Anggota DPR dari Fraksi PPP, Arsul Sani mengatakan, rencana pelaksanaan tes itu memang belum dibicarakan secara detail Kesetjenan DPR dengan fraksi-fraksi.
Arsul menolak jika disebutkan bahwa pelaksanaan rapid test Covid-19 itu ditunda karena ramainya sorotan publik terhadap rencana tersebut.
"Tidak tepat juga kalau dibilang ditunda.

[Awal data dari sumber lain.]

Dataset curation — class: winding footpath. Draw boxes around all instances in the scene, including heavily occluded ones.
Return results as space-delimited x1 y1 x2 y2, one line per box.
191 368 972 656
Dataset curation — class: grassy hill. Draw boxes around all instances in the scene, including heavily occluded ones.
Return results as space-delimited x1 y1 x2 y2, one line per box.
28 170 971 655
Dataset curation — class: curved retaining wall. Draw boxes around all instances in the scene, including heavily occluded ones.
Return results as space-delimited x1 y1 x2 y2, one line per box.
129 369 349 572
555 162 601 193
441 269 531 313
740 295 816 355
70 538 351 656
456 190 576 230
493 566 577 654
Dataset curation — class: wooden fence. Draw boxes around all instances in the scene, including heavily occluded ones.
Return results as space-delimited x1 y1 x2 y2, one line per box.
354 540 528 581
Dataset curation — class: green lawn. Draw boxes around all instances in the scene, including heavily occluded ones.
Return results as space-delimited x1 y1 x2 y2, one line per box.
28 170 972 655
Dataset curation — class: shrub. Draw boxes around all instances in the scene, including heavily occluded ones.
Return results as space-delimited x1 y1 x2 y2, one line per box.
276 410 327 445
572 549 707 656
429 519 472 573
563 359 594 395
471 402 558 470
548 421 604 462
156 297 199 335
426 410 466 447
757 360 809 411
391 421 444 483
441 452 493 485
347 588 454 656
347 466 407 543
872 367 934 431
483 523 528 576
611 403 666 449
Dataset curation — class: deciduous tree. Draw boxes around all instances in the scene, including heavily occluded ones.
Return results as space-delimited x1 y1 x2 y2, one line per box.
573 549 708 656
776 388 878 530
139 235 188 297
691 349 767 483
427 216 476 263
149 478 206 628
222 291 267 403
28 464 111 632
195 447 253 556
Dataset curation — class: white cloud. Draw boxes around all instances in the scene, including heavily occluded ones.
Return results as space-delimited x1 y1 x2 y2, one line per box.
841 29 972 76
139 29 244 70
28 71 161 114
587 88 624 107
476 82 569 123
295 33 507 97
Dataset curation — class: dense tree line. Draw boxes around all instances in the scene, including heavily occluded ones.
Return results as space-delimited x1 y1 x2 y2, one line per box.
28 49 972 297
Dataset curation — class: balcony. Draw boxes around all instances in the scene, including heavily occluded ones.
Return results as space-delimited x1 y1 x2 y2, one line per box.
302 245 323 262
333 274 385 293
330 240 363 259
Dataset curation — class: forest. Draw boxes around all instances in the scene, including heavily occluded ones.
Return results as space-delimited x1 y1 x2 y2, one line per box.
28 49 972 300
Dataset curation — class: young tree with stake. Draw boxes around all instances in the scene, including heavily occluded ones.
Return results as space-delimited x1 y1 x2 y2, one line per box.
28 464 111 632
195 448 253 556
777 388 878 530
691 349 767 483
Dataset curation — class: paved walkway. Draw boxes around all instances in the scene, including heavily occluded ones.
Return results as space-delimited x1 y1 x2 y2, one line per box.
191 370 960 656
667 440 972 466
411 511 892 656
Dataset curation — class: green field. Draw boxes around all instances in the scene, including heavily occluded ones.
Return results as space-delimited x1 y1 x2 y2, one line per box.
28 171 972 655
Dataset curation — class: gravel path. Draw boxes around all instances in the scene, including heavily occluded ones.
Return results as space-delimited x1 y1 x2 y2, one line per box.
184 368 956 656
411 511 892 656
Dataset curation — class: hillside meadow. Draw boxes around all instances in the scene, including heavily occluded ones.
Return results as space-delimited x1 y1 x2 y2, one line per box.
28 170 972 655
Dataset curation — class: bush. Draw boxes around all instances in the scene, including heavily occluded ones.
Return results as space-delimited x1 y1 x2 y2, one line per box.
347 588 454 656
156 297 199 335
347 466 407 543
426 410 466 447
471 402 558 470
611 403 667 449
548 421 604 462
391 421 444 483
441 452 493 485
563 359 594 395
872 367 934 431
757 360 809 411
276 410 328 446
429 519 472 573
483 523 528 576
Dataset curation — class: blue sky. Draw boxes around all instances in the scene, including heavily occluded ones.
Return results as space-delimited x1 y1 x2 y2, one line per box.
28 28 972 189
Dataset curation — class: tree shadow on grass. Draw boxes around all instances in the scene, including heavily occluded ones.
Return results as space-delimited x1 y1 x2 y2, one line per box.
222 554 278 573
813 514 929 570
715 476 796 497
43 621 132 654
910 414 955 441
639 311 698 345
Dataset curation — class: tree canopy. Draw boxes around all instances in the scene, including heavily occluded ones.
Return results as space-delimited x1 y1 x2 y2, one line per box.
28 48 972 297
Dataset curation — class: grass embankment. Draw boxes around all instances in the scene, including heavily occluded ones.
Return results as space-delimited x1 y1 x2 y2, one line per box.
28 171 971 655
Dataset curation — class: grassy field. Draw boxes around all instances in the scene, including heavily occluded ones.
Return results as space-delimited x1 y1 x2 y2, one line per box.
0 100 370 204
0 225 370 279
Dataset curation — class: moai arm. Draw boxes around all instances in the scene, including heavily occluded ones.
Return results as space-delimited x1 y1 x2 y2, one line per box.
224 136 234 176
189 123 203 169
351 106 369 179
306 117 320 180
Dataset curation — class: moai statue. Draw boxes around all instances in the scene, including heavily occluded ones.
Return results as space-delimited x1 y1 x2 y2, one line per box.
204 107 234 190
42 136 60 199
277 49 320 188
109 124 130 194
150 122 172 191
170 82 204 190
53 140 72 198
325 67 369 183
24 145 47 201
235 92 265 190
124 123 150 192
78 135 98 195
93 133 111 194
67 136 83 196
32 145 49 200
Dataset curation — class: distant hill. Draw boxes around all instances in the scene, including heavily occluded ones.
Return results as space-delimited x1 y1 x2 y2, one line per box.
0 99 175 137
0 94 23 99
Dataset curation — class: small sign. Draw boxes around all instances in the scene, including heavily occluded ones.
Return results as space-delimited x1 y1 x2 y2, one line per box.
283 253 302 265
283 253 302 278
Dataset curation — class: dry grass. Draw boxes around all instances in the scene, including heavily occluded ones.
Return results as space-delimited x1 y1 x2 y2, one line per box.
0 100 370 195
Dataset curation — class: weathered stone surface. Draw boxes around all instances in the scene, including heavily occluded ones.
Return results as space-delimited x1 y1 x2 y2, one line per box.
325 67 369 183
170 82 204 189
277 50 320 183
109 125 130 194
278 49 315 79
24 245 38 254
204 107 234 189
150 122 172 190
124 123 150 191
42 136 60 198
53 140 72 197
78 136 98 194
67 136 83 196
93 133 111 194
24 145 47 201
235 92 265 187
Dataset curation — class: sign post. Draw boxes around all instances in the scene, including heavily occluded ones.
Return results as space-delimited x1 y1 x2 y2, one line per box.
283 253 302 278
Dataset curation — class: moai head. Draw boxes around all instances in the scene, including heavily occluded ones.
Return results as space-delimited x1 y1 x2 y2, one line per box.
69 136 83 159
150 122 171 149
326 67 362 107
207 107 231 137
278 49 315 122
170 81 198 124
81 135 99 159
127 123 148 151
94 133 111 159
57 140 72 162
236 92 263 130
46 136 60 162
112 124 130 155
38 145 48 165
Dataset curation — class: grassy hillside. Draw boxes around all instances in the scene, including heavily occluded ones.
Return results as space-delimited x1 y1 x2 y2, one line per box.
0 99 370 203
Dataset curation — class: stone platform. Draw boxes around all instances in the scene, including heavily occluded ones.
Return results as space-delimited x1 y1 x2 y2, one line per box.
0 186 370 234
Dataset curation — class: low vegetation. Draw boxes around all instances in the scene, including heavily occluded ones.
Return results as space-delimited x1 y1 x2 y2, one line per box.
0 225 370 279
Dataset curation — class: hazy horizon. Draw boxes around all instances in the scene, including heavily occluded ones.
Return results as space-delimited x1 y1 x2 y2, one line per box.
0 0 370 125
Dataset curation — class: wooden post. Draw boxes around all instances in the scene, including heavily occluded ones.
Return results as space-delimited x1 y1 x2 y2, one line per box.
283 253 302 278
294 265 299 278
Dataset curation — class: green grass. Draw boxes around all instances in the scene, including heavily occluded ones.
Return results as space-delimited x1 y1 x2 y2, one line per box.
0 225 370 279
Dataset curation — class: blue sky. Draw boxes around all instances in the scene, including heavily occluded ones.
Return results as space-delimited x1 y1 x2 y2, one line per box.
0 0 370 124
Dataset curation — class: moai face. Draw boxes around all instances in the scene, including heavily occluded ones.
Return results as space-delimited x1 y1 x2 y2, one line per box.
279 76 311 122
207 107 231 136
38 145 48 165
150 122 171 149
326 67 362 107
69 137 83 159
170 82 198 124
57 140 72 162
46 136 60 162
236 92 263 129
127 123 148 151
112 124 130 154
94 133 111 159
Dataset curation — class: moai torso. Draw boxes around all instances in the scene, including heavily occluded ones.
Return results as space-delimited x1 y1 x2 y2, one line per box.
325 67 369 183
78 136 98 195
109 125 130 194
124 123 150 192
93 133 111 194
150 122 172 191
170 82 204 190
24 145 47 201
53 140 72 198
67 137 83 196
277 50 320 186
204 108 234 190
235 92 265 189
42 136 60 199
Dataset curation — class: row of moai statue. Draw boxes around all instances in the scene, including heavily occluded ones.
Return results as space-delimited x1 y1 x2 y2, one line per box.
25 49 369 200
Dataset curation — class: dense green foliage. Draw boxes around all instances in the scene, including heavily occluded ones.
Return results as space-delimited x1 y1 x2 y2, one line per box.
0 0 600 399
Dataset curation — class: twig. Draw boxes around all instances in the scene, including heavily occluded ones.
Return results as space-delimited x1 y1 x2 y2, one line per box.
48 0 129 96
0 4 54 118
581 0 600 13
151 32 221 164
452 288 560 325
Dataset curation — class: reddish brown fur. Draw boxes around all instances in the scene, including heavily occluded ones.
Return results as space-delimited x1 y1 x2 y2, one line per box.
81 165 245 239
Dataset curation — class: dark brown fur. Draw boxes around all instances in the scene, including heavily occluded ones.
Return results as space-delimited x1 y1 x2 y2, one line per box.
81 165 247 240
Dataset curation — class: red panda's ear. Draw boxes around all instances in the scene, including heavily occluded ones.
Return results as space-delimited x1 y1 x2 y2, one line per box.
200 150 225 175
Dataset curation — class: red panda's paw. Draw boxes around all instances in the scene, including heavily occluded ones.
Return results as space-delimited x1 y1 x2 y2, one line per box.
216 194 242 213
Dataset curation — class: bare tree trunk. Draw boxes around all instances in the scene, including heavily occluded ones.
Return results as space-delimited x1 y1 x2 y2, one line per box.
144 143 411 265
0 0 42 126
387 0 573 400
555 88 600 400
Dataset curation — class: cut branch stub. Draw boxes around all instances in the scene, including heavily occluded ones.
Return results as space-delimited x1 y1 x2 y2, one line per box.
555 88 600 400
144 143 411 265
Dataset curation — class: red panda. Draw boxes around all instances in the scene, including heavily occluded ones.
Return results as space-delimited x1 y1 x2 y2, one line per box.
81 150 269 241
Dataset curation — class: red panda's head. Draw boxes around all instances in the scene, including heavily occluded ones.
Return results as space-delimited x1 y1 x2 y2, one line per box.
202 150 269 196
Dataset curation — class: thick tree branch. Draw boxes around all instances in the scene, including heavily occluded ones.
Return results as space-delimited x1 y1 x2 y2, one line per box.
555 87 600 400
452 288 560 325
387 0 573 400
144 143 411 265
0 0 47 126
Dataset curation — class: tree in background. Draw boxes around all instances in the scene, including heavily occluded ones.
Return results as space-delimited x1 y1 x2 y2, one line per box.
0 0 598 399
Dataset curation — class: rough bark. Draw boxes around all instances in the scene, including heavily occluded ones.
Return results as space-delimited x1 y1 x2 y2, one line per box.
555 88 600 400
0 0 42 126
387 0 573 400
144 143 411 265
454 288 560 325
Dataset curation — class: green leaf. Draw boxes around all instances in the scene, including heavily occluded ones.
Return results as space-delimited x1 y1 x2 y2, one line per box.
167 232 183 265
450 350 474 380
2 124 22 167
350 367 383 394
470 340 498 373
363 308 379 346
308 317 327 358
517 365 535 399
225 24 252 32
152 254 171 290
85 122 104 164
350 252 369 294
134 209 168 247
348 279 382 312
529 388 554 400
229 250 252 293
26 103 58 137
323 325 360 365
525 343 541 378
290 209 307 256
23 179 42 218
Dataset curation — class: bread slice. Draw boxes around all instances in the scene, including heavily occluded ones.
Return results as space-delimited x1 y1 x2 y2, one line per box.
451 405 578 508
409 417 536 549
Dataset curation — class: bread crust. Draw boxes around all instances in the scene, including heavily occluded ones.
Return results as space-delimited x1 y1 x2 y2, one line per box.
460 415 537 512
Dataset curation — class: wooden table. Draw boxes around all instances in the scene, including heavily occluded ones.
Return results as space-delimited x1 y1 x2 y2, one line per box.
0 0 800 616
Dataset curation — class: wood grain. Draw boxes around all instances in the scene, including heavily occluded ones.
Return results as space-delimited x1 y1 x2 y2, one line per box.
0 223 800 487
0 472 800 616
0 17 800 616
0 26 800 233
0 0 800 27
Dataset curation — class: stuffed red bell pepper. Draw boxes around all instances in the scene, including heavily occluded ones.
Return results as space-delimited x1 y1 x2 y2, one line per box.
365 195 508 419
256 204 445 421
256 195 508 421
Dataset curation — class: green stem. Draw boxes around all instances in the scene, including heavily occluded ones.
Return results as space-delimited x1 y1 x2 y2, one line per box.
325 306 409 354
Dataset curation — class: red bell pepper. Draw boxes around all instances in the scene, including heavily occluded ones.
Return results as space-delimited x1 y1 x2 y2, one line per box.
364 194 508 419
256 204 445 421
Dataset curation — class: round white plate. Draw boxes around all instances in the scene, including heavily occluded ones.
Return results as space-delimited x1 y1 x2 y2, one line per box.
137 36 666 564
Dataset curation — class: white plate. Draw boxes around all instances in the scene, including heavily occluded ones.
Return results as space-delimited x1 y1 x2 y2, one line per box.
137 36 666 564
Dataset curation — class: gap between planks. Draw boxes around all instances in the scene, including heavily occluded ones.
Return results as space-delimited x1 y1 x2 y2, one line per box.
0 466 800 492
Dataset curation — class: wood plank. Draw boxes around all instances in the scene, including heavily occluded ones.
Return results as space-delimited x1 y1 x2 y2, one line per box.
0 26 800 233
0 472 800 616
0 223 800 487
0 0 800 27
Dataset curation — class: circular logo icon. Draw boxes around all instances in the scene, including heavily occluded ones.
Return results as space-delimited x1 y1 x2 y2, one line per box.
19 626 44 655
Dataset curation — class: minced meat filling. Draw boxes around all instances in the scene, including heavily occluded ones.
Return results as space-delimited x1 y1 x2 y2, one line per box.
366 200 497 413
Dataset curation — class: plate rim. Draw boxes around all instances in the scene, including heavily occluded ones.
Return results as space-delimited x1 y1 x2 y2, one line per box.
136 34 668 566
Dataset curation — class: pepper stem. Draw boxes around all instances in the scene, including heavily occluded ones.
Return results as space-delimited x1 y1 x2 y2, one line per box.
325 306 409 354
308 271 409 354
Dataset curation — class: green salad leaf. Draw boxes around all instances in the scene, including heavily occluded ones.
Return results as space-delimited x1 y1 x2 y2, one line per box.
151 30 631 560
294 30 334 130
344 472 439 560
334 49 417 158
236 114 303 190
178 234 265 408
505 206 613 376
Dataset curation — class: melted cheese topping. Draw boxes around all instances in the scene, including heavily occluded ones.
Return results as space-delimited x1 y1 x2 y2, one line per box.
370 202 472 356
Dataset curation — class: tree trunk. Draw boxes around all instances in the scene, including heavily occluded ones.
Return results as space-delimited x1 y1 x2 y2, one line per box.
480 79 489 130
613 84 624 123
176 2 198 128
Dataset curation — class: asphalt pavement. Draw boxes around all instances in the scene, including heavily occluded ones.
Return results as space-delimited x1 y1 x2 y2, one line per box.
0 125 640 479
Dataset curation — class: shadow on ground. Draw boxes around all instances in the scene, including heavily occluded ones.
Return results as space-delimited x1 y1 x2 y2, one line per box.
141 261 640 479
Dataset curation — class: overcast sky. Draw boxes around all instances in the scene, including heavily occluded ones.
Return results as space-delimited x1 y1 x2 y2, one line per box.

Pelaksanaan rencana itu memang belum dibicarakan dengan fraksi tentang teknis dan jadwalnya," kata Arsul saat dihubungi, Kamis (26/3/2020).
Semula, dikabarkan Sekjen DPR Indra Iskandar bahwa kesekretariatan jenderal menjadwalkan pelaksanaan rapid test Covid-19 bagi para anggota dewan serta keluarganya mulai Kamis ini.
Arsul mengatakan bahwa rencana pelaksanaan rapid test Covid-19 itu masih akan dibahas oleh masing-masing fraksi DPR untuk kemudian disampaikan kepada Kesetjenan DPR.
Ia mengaku tidak bisa memprediksi, apakah tes akan dilakukan sebelum DPR membuka persidangan pada Senin (30/3/2020) mendatang.
"Apakah nanti akan jadi dilaksanakan sebelum dimulai masa sidang tentu harus dibicarakan dulu dengan fraksi-fraksi yang ada," tuturnya.
Arsul pun mafhum dengan sorotan publik mengenai rencana DPR ini.
Namun, ia menjelaskan, bahwa DPR tetap mempertimbangkan kepentingan publik dalam rencana kegiatan rapid test Covid-19.
Ia mengatakan DPR, melalui sumbangan sejumlah anggota dewan, mengadakan 40.000 unit alat rapid test Covid-19.
Hanya sekitar 2.000 hingga 3.000 yang dibutuhkan DPR, sementara sebagian besarnya akan disalurkan ke pemerintah daerah atau rumah sakit yang memang membutuhkan.
"DPR mengadakan 40.000-an alat tes cepat itu agar sebagian besarnya juga dimanfaatkan dengan disumbangkan melalui beberapa pemda atau rumah sakit yang ditunjuk," kata Arsul.
Ia mengatakan bahwa pelaksanaan rapid test Covid-19 pun akan diprioritaskan bagi anggota DPR atau kelarga yang merasa memiliki keluhan sepulang kunjungan dari daerah pemilihan (dapil) masing-masing.
"Pelaksanaannya pun disesuaikan dengan kondisi anggota DPR ya. Jadi misalnya bagi mereka yang merasa ada keluhan atau kurang fit setelah reses dari dapil maka didahulukan. Sedangkan yng merasa sehat, tidak ada keluhan apa pun maka belakangan," kata dia.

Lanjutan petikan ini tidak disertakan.